Posted May 22nd, 2007 by Craig Woolheater

Legislation passed by the Texas Senate designates 19 sites throughout the state as appropriate locations for future water reservoirs that would accommodate a fast-growing population in coming decades.

Among the sites listed in the Senate bill is the proposed Marvin Nichols Reservoir, which would be a major source of water for the Dallas-Fort Worth area. The 62,000-acre reservoir would be located between Mount Pleasant and Clarksville in Northeast Texas, approximately 150 miles from Tarrant County.

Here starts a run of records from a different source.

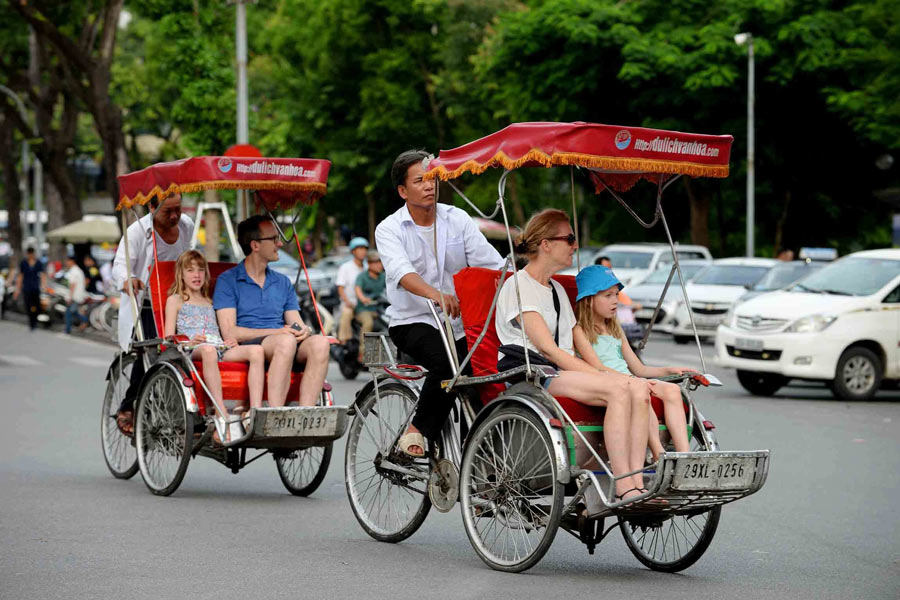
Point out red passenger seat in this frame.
[149,260,303,414]
[453,267,663,425]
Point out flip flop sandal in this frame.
[116,410,134,437]
[397,432,425,458]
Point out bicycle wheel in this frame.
[619,424,722,573]
[460,406,564,573]
[274,442,333,496]
[134,369,194,496]
[344,383,431,542]
[100,354,138,479]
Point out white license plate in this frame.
[734,338,763,352]
[263,408,338,437]
[672,457,756,491]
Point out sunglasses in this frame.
[544,233,575,246]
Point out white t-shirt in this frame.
[416,223,434,258]
[334,259,366,308]
[495,269,576,356]
[66,265,87,304]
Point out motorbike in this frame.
[331,296,389,379]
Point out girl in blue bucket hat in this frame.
[574,265,695,461]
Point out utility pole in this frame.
[229,0,253,223]
[0,85,44,256]
[734,33,756,257]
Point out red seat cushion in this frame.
[453,267,663,425]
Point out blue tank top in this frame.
[591,335,631,375]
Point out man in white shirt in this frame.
[375,150,503,456]
[112,194,194,435]
[334,237,369,344]
[66,256,87,333]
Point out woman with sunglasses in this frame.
[496,209,650,499]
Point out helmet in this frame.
[350,237,369,252]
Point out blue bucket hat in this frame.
[575,265,625,302]
[350,237,369,252]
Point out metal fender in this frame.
[469,389,572,484]
[138,360,200,413]
[347,374,422,416]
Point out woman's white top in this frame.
[495,269,575,356]
[112,212,194,350]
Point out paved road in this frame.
[0,322,900,600]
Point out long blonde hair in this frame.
[515,208,569,258]
[575,296,625,346]
[169,250,210,300]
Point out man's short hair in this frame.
[391,150,428,190]
[238,215,272,256]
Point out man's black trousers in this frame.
[389,323,471,440]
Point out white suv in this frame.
[563,244,712,285]
[716,249,900,400]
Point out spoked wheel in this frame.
[460,406,564,572]
[134,369,194,496]
[344,383,431,542]
[100,354,138,479]
[274,443,333,496]
[619,424,722,573]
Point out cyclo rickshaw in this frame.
[345,123,769,572]
[100,156,347,496]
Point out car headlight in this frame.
[785,315,837,333]
[722,304,737,327]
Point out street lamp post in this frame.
[734,33,756,256]
[0,85,44,254]
[229,0,254,222]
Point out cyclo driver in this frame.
[375,150,503,457]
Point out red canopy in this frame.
[425,122,733,191]
[117,156,331,210]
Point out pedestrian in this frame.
[354,250,386,362]
[13,247,47,331]
[334,237,369,344]
[66,254,87,333]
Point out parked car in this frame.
[672,258,778,344]
[556,246,602,275]
[582,244,712,285]
[613,260,712,333]
[269,250,334,293]
[716,249,900,400]
[737,260,828,304]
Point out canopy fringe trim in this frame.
[424,149,728,181]
[116,179,327,210]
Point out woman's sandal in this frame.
[116,410,134,437]
[397,431,425,458]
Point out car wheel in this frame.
[738,370,787,396]
[831,346,884,400]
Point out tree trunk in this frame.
[684,177,710,248]
[44,177,66,261]
[775,191,791,256]
[366,194,378,248]
[0,115,28,269]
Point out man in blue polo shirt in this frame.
[213,215,328,406]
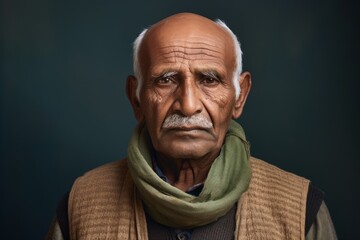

The House Committee on Natural Resources, unfortunately, has amended the Senate bill to strip the Nichols reservoir from the list of prospective sites, apparently as a result of opposition from environmental groups, rural landowners in Northeast Texas and others.

In addition, the House panel has tacked on amendments making it much more onerous and expensive to construct the Nichols reservoir or other major new sources of water that the state is expected to need in coming decades as its population potentially doubles.

As of this writing, it appears that the committee-passed bill could be debated on the House floor as soon as today.

Texans who remember the state’s agonizing water crisis during the severe, prolonged drought of the 1950s can only hope that common sense prevails and that a better bill — much more like the Senate version — emerges from the House.

Significantly expanded water conservation must be a major component of the Dallas-Fort Worth area’s future efforts to ensure adequate supplies. But additional reservoirs still are likely to be needed, so it’s important that sites such as Nichols formally be identified now as potential water sources.

The Senate bill also includes laudatory provisions to help ensure adequate fresh-water flows in the state’s rivers, creeks, bays and estuaries.

The meritorious, forward-looking bill passed by the Senate has been transformed by the House committee into bad legislation. Unless the Legislature can produce a better bill than the House committee’s inferior product, it might be preferable that no bill pass at all.